Effective Static Analysis of Concurrency Use-After-Free Bugs in Linux Device Drivers

In Linux device drivers, use-after-free (UAF) bugs can cause system crashes and serious security problems. According to our study of Linux kernel commits, 42% of the driver commits fixing use-after-free bugs involve driver concurrency. We refer to these use-after-free bugs as concurrency use-after-free bugs. Due to the non-determinism of concurrent execution, concurrency use-after-free bugs are often more difficult to reproduce and detect than sequential use-after-free bugs. In this paper, we propose a practical static analysis approach named DCUAF, to effectively detect concurrency use-after-free bugs in Linux device drivers.
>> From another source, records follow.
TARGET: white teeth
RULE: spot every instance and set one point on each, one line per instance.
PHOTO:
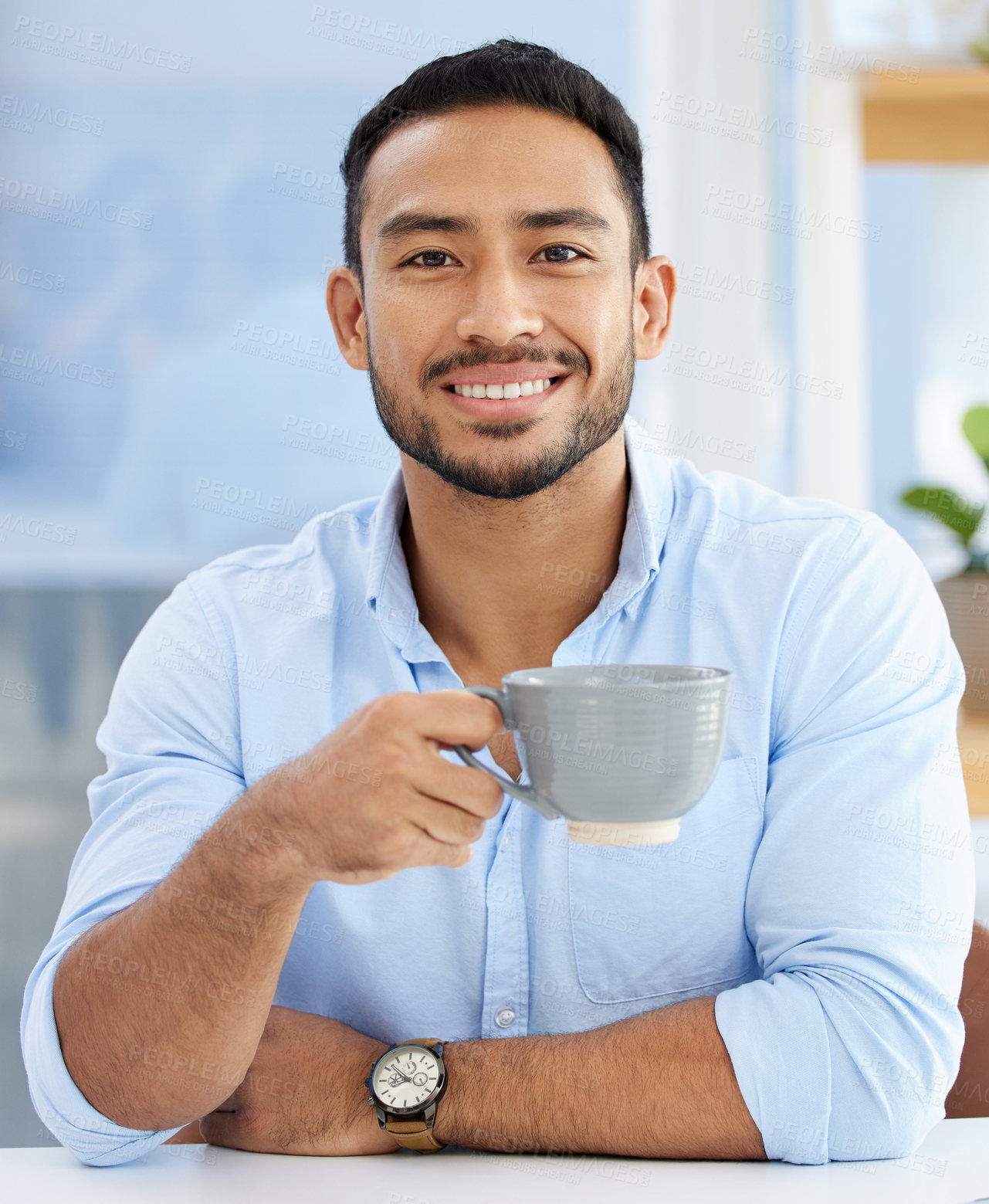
(496, 392)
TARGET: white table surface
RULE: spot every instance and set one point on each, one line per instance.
(950, 1167)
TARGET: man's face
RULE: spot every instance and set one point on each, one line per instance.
(474, 273)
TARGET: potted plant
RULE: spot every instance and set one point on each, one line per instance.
(967, 595)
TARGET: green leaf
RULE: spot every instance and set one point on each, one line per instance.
(946, 506)
(976, 428)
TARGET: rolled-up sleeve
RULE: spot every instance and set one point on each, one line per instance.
(171, 743)
(861, 900)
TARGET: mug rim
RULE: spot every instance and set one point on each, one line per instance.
(693, 676)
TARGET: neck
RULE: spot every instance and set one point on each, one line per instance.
(500, 584)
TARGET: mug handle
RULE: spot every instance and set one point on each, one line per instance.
(526, 794)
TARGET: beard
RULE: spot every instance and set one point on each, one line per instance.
(594, 424)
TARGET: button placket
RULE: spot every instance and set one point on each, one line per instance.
(506, 985)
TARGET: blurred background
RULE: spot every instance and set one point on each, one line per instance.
(170, 387)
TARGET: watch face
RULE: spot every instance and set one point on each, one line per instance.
(405, 1078)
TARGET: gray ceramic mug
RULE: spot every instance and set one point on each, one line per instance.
(621, 751)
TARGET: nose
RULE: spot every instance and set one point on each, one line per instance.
(496, 307)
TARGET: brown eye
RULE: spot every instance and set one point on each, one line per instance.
(547, 251)
(425, 254)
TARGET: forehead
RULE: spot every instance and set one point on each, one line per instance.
(490, 161)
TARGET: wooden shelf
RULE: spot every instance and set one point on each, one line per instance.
(974, 751)
(930, 117)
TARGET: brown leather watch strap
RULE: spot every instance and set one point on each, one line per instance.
(414, 1133)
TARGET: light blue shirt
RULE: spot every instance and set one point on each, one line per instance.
(823, 887)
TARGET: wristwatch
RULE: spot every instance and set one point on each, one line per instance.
(405, 1084)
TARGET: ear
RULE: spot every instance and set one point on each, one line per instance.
(655, 290)
(347, 314)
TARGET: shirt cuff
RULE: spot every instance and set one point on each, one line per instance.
(776, 1037)
(64, 1109)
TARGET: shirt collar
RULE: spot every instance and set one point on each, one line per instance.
(650, 506)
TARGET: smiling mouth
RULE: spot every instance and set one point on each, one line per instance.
(503, 392)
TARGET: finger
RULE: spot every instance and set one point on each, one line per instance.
(455, 717)
(445, 824)
(446, 782)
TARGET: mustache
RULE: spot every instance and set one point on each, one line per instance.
(571, 359)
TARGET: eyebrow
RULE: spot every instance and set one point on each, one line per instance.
(422, 221)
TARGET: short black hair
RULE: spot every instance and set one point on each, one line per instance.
(503, 73)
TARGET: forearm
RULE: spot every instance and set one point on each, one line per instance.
(659, 1085)
(161, 1007)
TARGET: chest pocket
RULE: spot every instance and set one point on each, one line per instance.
(669, 917)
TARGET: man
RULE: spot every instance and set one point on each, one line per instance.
(283, 820)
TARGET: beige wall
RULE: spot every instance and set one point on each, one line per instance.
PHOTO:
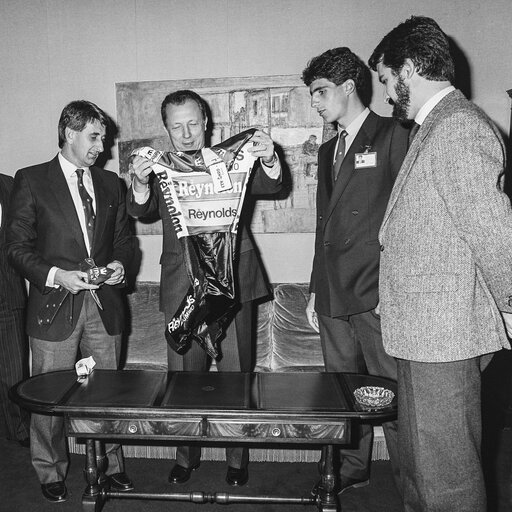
(54, 51)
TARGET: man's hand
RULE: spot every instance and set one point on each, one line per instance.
(140, 168)
(311, 313)
(118, 276)
(73, 280)
(263, 147)
(507, 320)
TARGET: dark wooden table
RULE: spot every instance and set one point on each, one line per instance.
(268, 408)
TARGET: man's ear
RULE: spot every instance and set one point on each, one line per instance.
(349, 86)
(69, 134)
(408, 69)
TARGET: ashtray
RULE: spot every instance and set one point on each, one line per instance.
(374, 396)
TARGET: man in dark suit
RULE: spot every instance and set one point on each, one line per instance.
(356, 171)
(185, 119)
(446, 269)
(13, 343)
(62, 212)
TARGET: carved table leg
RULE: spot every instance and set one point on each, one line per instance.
(327, 497)
(93, 497)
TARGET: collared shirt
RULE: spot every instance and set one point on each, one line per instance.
(431, 103)
(273, 172)
(352, 130)
(69, 171)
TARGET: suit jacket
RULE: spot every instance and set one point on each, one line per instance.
(251, 282)
(12, 289)
(446, 265)
(44, 231)
(349, 214)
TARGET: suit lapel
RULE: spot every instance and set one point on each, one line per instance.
(362, 140)
(64, 201)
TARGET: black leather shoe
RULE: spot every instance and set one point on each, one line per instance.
(352, 483)
(180, 474)
(344, 484)
(120, 482)
(55, 492)
(237, 476)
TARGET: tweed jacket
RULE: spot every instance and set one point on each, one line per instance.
(345, 270)
(446, 258)
(12, 287)
(250, 279)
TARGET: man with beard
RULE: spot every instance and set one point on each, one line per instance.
(184, 115)
(62, 212)
(356, 172)
(446, 269)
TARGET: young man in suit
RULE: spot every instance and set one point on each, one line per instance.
(13, 343)
(356, 172)
(446, 269)
(62, 212)
(185, 119)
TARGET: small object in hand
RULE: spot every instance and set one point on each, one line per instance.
(374, 396)
(84, 367)
(98, 275)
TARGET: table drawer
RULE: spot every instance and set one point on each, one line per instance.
(190, 427)
(277, 430)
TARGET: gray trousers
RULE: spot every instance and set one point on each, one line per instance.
(47, 439)
(439, 418)
(355, 345)
(237, 351)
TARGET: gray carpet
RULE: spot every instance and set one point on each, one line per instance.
(20, 490)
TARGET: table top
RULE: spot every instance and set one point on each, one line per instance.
(157, 394)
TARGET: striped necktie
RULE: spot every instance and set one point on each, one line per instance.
(90, 217)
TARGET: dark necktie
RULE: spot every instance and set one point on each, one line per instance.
(340, 154)
(90, 218)
(413, 132)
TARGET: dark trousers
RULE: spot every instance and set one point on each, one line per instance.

DCUAF combines a local analysis analyzing the source code of each driver with a global analysis statistically analyzing the local results of all drivers, forming a local-global analysis, to extract the pairs of driver interface functions that may be concurrently executed. Then, with these pairs, DCUAF performs a summary-based lockset analysis to detect concurrency use-after-free bugs. We have evaluated DCUAF on the driver code of Linux 4.19, and found 640 real concurrency use-after-free bugs. We have randomly selected 130 of the real bugs and reported them to Linux kernel developers, and 95 have been confirmed.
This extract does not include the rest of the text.